This morning, I forgave Garrison Keillor for his transgressions real or imagined. I sent him my words of forgiveness through the contact form on his website.
You may or may not know Garrison Keillor or anything about him. I know him as a magical writer who has brought smiles to the masses with his wonderful musings such as Lake Wobegone Days and his longtime PBS radio hour A Prairie Home Companion. Last winter, when allegations surfaced against Mr. Keillor for “inappropriate behavior with an individual who worked with him,” Minnesota Public Radio terminated his contract amid the ever-increasing surge of allegations against public figures. This type of inappropriate behavior is regrettable and inexcusable.
Even so, I was compelled to send Mr. Keillor a note of forgiveness regardless of whether the allegations were real or imagined. In forgiving Mr. Keillor, I do not condone ‘inappropriate behavior,’ real or imagined, and in forgiving Mr. Keillor, I forgive countless others whose real or imagined inappropriate behavior has brought pain to others and has called them to bear the Ancient Mariner’s albatross. That would include Bill Clinton and Ted Kennedy whose morality I do not favor but whose actions – real or imagined – I will forgive.
Poetry sparked my compulsion to forgive Mr. Keillor and my ensuing desire to forgive others whose alleged actions invoked American outrage for a few passing weeks before the typical American returned his focus to her ever-present material wants that do not include social justice and moral equality on a routine and regular basis, but only when it is politically advantageous. Yes, ‘twas poetry that turned my eye toward forgiveness…
Several years ago, I read The Rag and Bone Shop of the Heart, A Poetry Anthology – originally subtitled “Poems for Men” when first published in 1992 before political correctness influenced HarperCollins Publishers to reconsider the title – edited by Robert Bly, James Hillman, and Michael Meade. I was so taken by the volume of poems that I purchased copies for my three sons and my son-in-law. Last week, I suggested to my Lifetime Pal, Pete that reading a poem every day can promote ‘balance and rhythm’ in a person’s life. I decided to gift Pete a copy of The Rag and Bone Shop of the Heart.
A Poem a Day
After I made the purchase but before I gave the book to Pete, I glanced at my bookcase and my eyes were drawn to Garrison Keillor’s Good Poems, American Places. Mr. Keillor’s collection of poems is another worthy assemblage of words that belong in the ‘shop of the heart.’ Together, both volumes- The Rag and Bone Shop of the Heart and Good Poems, American Places – sit on my desk. I am re-reading both, one poem at a time, one poem from each, every morning.
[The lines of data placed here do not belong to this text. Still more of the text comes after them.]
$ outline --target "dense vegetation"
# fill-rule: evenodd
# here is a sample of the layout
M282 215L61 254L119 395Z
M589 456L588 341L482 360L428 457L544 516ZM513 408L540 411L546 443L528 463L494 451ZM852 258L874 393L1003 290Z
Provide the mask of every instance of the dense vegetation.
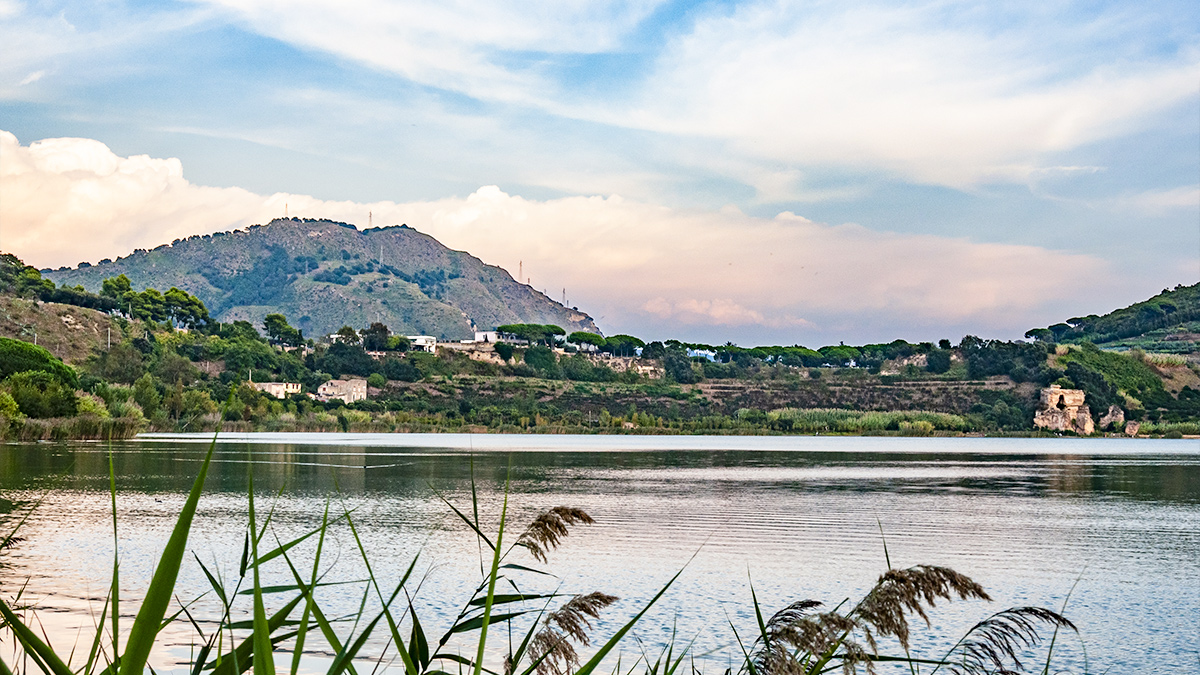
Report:
M1196 348L1196 332L1193 322L1200 321L1200 284L1176 286L1142 302L1109 312L1103 316L1090 314L1074 317L1047 328L1034 328L1025 337L1039 342L1070 342L1096 345L1121 343L1121 346L1156 348L1156 351L1173 351L1170 345L1160 344L1162 338L1172 332L1182 334L1184 339L1175 342L1189 351ZM1153 343L1153 344L1147 344ZM1162 349L1168 347L1168 349Z
M10 295L53 290L37 270L4 262L0 283ZM261 326L218 322L194 296L133 291L123 275L104 279L94 298L79 293L81 307L113 301L120 334L74 368L28 342L0 342L4 433L211 429L226 400L226 426L244 430L1029 433L1037 392L1051 383L1083 389L1097 420L1117 406L1148 423L1146 432L1200 430L1194 369L1090 343L966 336L957 345L745 348L525 323L499 327L515 342L435 355L411 351L379 321L343 326L328 343L306 338L282 313ZM367 380L368 400L308 396L351 377ZM296 382L304 393L276 399L251 380ZM84 418L109 421L81 427Z

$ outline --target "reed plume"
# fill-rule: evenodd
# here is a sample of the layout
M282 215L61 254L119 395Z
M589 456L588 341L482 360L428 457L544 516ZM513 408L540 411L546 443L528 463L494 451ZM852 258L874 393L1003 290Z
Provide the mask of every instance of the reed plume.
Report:
M594 522L583 509L556 506L535 518L517 537L516 545L525 547L533 557L546 562L546 553L558 547L559 540L570 533L570 526L576 523L591 525Z
M589 617L600 618L600 610L617 600L615 596L600 592L576 595L558 610L547 614L542 629L533 636L529 646L532 662L538 663L541 659L537 666L538 675L566 675L578 666L579 654L571 641L574 640L584 647L590 645L591 639L587 631L592 624ZM505 665L507 673L507 668L511 666L507 662Z
M1041 640L1039 624L1056 630L1079 629L1062 614L1042 607L1014 607L998 612L975 624L951 652L949 667L953 675L1010 675L1023 672L1017 652ZM950 660L951 657L947 657ZM1011 662L1013 669L1006 664Z
M876 651L875 635L891 635L908 649L908 619L911 612L930 625L923 604L933 607L938 599L960 600L975 598L991 600L983 587L970 577L949 567L918 565L904 570L888 570L879 577L875 587L859 603L850 617L862 628L871 651ZM872 631L874 629L874 631Z

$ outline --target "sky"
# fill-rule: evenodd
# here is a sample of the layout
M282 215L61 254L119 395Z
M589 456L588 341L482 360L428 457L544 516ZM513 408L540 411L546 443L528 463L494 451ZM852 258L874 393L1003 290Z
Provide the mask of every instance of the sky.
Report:
M406 223L607 334L1019 338L1200 280L1200 5L0 0L0 250Z

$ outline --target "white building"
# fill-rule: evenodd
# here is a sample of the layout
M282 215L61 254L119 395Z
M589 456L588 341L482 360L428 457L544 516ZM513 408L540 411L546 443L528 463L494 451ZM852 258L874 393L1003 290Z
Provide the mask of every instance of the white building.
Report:
M250 386L275 398L287 398L300 393L299 382L251 382Z
M437 351L437 338L432 335L409 335L408 341L411 343L411 349L414 351L429 352L430 354Z
M362 401L367 398L367 381L360 379L330 380L317 387L315 398L319 401L341 399L343 403Z
M475 342L491 342L495 344L500 341L500 334L494 330L477 330L475 331Z

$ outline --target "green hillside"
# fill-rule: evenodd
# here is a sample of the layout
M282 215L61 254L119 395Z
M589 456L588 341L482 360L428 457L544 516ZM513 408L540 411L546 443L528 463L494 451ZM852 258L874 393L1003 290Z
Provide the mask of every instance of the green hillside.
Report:
M598 332L587 314L404 225L360 231L328 220L277 219L45 274L91 291L118 274L135 289L177 286L220 321L257 326L281 312L311 336L373 321L448 340L510 323Z
M1042 342L1091 342L1106 349L1200 352L1200 284L1176 286L1103 316L1092 314L1034 328L1025 337Z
I know the act promotes balance and rhythm in my day, but more importantly – in its odd and unconventional way – seeing Mr. Keillor’s book on my desk with his name in bold, white letters has influenced me to consider a genuine act of forgiveness that I openly extend to everyone who needs it, to everyone who at one time in my life, I may have considered unforgivable and upon whom I have passed my own, inappropriate judgement.
I forgave Mr. Keillor this morning. As I was compelled to forgive him, so now, I am compelled to thank him. Indeed, God works in strange ways.